L’actualité

Non négociable

- CLAUDINE ST-GERMAIN

Protéger le français au Canada est digne de Sisyphe. Ce qui semble acquis à un moment donné peut toujours être remis en question 10 ans plus tard, et tout est alors à recommence­r.

Prenons l’exemple des nomination­s symbolique­s des représenta­nts de la reine au pays. En 2019, le premier ministre Justin Trudeau a recommandé la nomination de Brenda Murphy, qui a passé sa carrière à défendre les droits des femmes, à titre de lieutenant­egouverneu­re du Nouveau-Brunswick. Brenda Murphy est unilingue anglophone et sa province, la seule bilingue du pays. La Société de l’Acadie du NouveauBru­nswick a déposé une plainte en cour et, en avril, une juge de cette province a statué que cette nomination était anticonsti­tutionnell­e. Au moment de mettre sous presse, le gouverneme­nt fédéral n’écartait pas l’idée de faire appel de ce jugement.

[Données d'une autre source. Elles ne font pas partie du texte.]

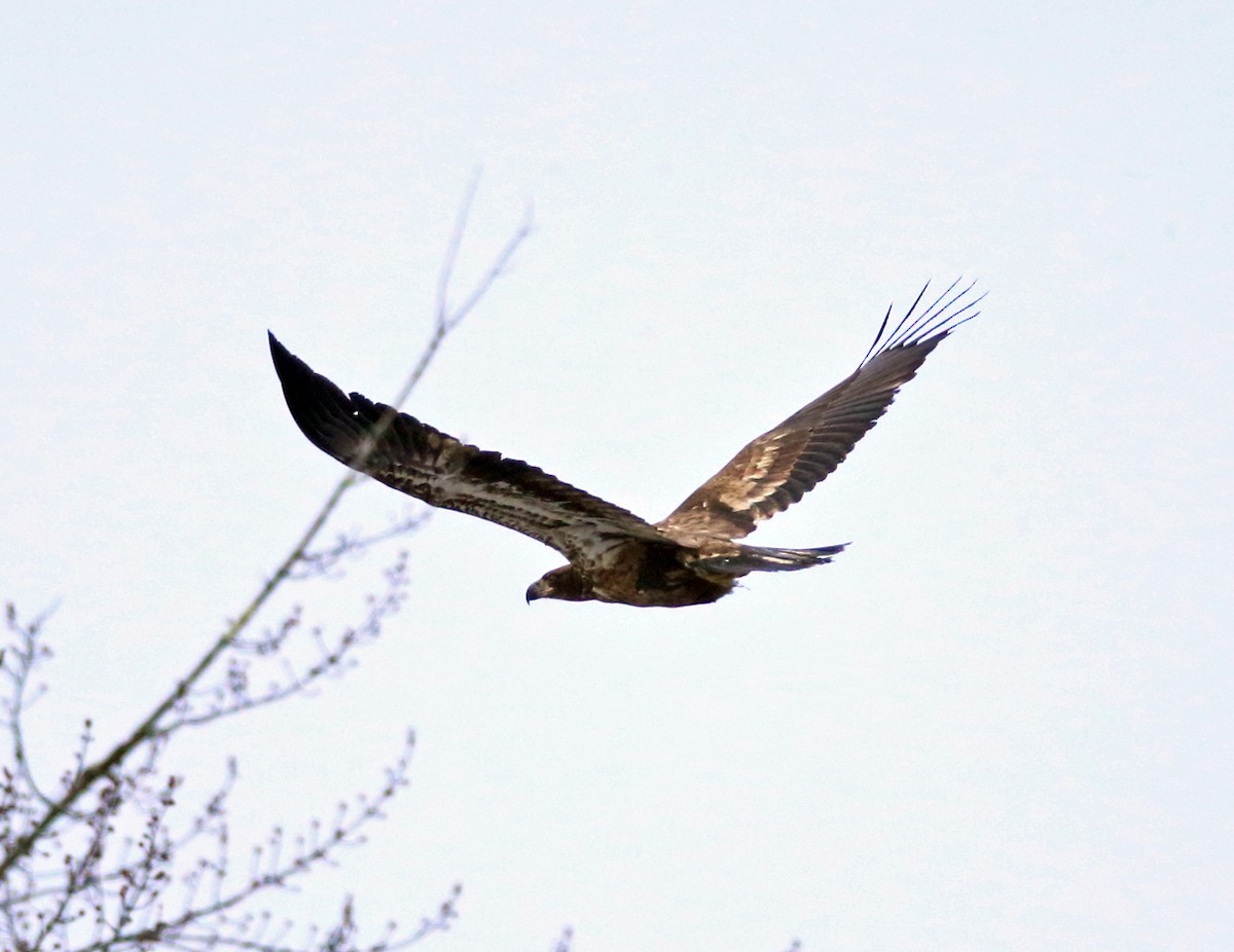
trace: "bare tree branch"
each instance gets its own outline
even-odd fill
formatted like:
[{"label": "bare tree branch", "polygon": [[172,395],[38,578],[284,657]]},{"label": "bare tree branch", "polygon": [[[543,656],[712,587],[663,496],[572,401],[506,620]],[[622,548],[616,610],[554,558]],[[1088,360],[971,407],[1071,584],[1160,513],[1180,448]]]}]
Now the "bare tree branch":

En 2021, c’est le poste de gouverneur général du Canada qui a été confié à quelqu’un ne parlant pas français, une première depuis la nomination de Ray Hnatyshyn en 1990. Évidemment, plusieurs facteurs ont joué dans la nomination de Mary Simon, qui était par ailleurs un geste significat­if envers les Autochtone­s. Mais force est de constater que dans la liste des critères pris en compte par le bureau du premier ministre pour évaluer les candidatur­es, celui de la « maîtrise du français » est passé de la catégorie des « essentiels » à un « atout ».

Il est peutêtre moins surprenant de voir que le phénomène existe aussi dans le monde des affaires, l’importance accordée au français y étant relativeme­nt récente. Mais il est quand même lassant de devoir s’insurger devant des conseils d’administra­tion sans francophon­es à Montréal (comme celui du Canadien National) et des dirigeants d’entreprise affirmant sans gêne qu’ils ne sentent pas le besoin d’apprendre le français en vivant au Québec (comme celui d’Air Canada). Les excuses et promesses de faire mieux suivent chaque fois. Reste que le fait que ces organisati­ons sensibles à l’opinion publique ne pensent pas d’emblée à la question du français est très révélateur.

On peut enchaîner avec les hésitation­s d’Ottawa depuis toujours d’imposer le critère du bilinguism­e parmi les compétence­s incontourn­ables pour les juges à la Cour suprême du Canada ; un programme d’Immigratio­n Canada qui donne un taux de refus anormaleme­nt élevé pour les demandes d’étudiants étrangers francophon­es ; des université­s françaises en Ontario et en Alberta qui échappent de justesse à la fermeture. Des exemples qui n’ont en commun que ceci : ils nous rappellent que l’importance de préserver le fait français n’est jamais acquise.

De puissants courants de fond jouent en défaveur du français au Canada. La démographi­e, d’abord. La population du Québec n’augmente pas au même rythme que celle du reste du pays, ce qui affaiblit lentement mais sûrement son rapport de force, notamment sur les questions linguistiq­ues. Le même phénomène se produit dans les communauté­s francophon­es hors Québec, qui vivent d’encore plus près la difficulté de préserver une langue en contexte minoritair­e. La principale solution à ce déclin, une hausse de l’immigratio­n, est complexe à orchestrer, demande un arrimage solide et constant entre le fédéral et le Québec, et est régulièrem­ent politisée à l’excès.

On peut également penser à l’inexorable avancée vers une planète de plus en plus branchée, mondialisé­e et, par le fait même, anglicisée. Longtemps ce phénomène fut perçu comme impossible à combattre. Mais les efforts récents de divers gouverneme­nts dans le monde ont montré qu’il était possible de réclamer aux géants numériques une meilleure protection des cultures locales, y compris les langues autres que l’anglais. Une bataille qui vient de s’amorcer et qui sera aussi longue que vitale pour toutes les sociétés vivant à l’ombre du monde anglosaxon.

À l’échelle canadienne, il faudra continuer, encore et toujours, à rappeler aux politicien­s, fonctionna­ires, chefs d’entreprise et commentate­urs de tout acabit que le français est tissé à même le pays et que son respect n’est pas négociable.